Epson’s WorkForce Pro 8590 printer not only works with the expected 8.5- by 11-inch sheets, but can handle up to 13- by 19-inch paper and fill them less expensively than the typical laser printer can. The device not only has a scanner, fax and network connections, but the WF Pro 8590 has optional secondary paper trays. Its 75,000-page duty cycle means that it can cover a school office, department or floor, replacing dozens of smaller printers. Based on the company’s PrecisionCore technology, it uses Epson’s DuraBright inks and can pump out 24-pages per minute.
Always wanted to teach from a standing desk but need the option to sit and work? Varidesk has the answer with a 30- by 23-inch work surface that can be set up at different heights to suit your mood or the work at hand. The cantilevered mechanism is spring loaded so that it can easily go from being 5-inches off of the desk to being elevated by as much as 15.5-inches. Varidesk’s Single model, which is good for one monitor or notebook, costs $275, while the $300 Pro version can accommodate two big items.

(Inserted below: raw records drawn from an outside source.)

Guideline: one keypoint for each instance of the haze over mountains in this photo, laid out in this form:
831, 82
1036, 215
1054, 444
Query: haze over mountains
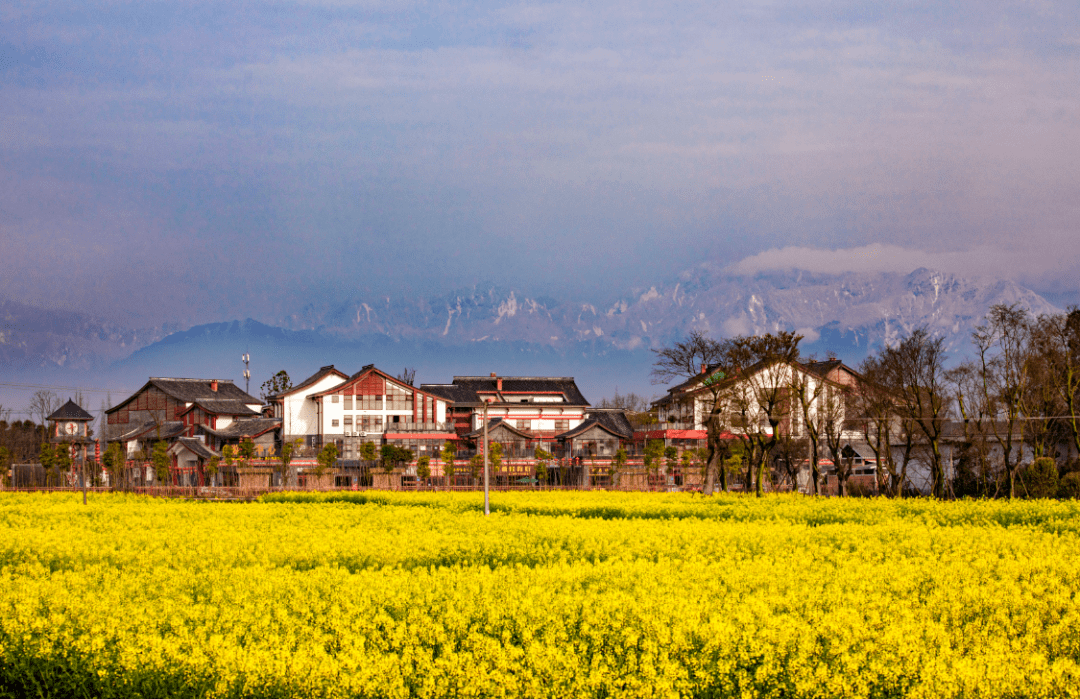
486, 328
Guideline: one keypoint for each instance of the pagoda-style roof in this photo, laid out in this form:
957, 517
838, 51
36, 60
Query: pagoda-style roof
70, 411
311, 380
241, 429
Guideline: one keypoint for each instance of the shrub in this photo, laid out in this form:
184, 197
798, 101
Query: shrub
1069, 486
1040, 478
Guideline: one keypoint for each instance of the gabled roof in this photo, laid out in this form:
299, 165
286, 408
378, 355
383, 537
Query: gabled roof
470, 389
224, 406
189, 390
366, 371
70, 411
169, 430
197, 447
588, 425
311, 380
827, 366
612, 419
491, 424
694, 386
240, 429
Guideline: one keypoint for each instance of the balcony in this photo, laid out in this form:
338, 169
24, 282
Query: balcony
677, 424
401, 428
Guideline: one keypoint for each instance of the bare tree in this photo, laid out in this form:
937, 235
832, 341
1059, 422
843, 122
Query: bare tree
831, 413
807, 390
876, 406
973, 472
42, 404
1002, 346
760, 395
914, 371
686, 360
1056, 351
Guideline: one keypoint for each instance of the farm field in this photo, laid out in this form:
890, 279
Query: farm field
556, 594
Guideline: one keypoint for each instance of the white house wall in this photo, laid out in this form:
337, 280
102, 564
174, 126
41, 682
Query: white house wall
299, 415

Tired of having to buy new cables to charge and connect phones, tablets and small notebooks because they just can’t stand up to the daily use at school? Rather than plain old plastic, MOS has a better idea: cables with strong anodized aluminum plugs, woven covers and protective electroplated spring covered ends, making them just about impossible to tear, rip or break. In addition to an audio jumper cable, there are USB cables with micro-USB or Lightning plugs for charging an Android, Windows or Apple iOS device.
On the downside, there aren’t USB extension cables, those for first-generation iPads or anything for USB 3.0 although the latter is in the works. Plus, the MOS cables don’t have anything like Trip-Lite’s reversible USB plugs that can make plugging-in a less frustrating event. The cables are a little pricey at $19 and $30 for the 3-foot micro-USB and Lightning models and $25 for the 6-foot micro-USB version. They work with the company’s ingenious $20 magnetic Kick base that holds the plugs in place until needed. It includes a three-pack of magnetic cable ties that can retrofit older cables for use with the base; extras are available in five colors at three for $5.
It’s fitting that these cables come with a lifetime warranty, so think of them as a one-time investment that will likely outlast anything you plug them into.